31 “Bop bop, baby, don’t stop!”

While the dead bicyclist was swept away and little Drew and Aunt Kar enjoyed the aromas of “coffee and confusion” in San Anselmo’s most popular cafe, another baby held court at a table for six. Baby Drew noticed that his contemporary seemed to draw bicyclists to him like flies, by the simple fact of being a baby and employing some of the concommitants.
One of the lycra monsters, who hadn’t removed his helmet, saw fit to squat before this other and ask several questions, with occasional nods to the beaming parents. They addressed age, pre-school, and further matters of concern to a stranger whose adrenalin promoted deep indentification with Providence.
Baby Drew knew the type, even though he wasn’t permitted to talk to bicyclists. People of every diversion squatted without invitation to speak to babies. In his very own pre-language, he told himself the spectacle was pathetic. Besides, not a few of these “glad hand Harrys,” as Drew had heard them called by Granny Guss, were possessed of bad breath.
“Alfred!” the Plip Plop’s barrista shouted genially, “Double wet non-fat cappucino.” Baby Drew and Aunt Kar took a couple of steps forward in line.
“Can you say the alphabet?” the bicyclist cooed, still with helmet strapped on his head. Drew suspected, from a distance, the forward fellow was compensating for a double chin, or at least the beginning of pouchiness. It was an anathema to the sport, as it were, of bicycling as opprobrious as the Guss house and home was to the solid citizens of the Yolanda Drive, Alder Avenue confluence.

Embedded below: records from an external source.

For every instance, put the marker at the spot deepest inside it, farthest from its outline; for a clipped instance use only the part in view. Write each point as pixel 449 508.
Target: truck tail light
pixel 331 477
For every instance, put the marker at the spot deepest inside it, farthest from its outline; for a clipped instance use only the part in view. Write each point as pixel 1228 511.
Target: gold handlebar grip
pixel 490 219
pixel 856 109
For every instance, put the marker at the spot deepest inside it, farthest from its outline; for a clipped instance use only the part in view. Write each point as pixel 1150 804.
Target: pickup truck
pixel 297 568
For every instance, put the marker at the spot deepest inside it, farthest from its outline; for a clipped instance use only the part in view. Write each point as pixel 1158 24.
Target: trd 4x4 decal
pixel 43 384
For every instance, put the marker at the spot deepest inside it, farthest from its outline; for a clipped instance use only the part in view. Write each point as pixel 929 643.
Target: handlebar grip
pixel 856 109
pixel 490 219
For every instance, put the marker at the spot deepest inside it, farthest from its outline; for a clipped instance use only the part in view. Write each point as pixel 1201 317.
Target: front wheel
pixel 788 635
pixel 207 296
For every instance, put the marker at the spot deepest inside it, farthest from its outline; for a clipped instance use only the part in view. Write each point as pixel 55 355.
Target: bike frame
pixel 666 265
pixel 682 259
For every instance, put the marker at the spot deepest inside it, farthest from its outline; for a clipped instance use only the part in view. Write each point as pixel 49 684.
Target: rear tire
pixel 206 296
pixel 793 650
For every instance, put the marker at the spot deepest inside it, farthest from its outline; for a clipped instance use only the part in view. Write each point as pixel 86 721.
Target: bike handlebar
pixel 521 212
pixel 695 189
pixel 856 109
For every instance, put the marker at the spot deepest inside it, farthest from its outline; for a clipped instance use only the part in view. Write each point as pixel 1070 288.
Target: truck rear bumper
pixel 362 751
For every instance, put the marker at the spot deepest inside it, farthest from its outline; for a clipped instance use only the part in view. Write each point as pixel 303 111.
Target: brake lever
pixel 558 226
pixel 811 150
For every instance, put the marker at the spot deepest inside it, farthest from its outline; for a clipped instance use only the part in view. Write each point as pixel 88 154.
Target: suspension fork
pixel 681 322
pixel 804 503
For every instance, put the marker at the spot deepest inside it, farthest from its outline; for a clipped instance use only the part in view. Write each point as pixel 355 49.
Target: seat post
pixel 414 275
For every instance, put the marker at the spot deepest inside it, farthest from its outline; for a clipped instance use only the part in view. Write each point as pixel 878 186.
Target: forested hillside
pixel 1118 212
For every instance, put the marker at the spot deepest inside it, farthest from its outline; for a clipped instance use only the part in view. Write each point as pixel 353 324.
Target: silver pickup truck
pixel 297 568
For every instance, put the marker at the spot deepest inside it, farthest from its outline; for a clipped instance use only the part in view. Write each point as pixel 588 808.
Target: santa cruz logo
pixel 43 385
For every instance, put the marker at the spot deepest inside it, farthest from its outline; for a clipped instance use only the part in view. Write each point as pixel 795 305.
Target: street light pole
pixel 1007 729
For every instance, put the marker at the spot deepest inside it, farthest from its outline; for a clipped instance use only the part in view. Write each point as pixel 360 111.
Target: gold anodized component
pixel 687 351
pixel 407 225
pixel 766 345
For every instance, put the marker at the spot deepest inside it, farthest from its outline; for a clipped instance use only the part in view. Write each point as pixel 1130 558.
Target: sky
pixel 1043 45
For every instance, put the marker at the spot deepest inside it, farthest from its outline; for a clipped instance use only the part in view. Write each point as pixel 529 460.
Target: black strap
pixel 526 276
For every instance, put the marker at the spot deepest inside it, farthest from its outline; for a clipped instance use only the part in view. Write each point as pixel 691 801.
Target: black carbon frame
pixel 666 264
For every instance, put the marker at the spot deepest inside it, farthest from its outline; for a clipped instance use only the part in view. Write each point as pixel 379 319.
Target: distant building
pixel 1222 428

The baby’s mother finally broke out of basking repose and gladly told her child’s chummy interrogator that her son could count, at which the child pounced. He counted to twelve perfectly, and continued:
“Sixteen, nineteen, seventy!”
“Oh!” everyone laughed but the baby, whom Drew, a few steps closer than before, assumed had been sincere.
“Smoothie, blueberry, and a croque monsieur!”
The milk foamer on the espresso machine made its signature Whoosh!. The multi-pierced cashier accepted the next customer’s bills and watched out of the cynical corner of her eye whether change dropped into the tip pitcher half a hand’s width from their fleshly exchange.
With a spoon, the baby holding court at the table for six, mother and father and family friends and the self-invited bicyclist, hit same on his helmet when he appeared to lose interest and stood.
Drew observed all this, and instead of holding the child’s step into bathos against him, decided the kid, given his overriding statement at the end, might be someone worth knowing.
As for the bicyclist, Drew thought if he was looking for numbers all in a row, Drew had a mother he could introduce him to.
He wasn’t exclusively critical, and the clangings and hisses and choppings behind the counter, given the safe feeling of his hand in Aunt Kar’s – and knowing, in “The Madison” phrase, he was looking good, cabana-style – were pleasant music to his tiny ears.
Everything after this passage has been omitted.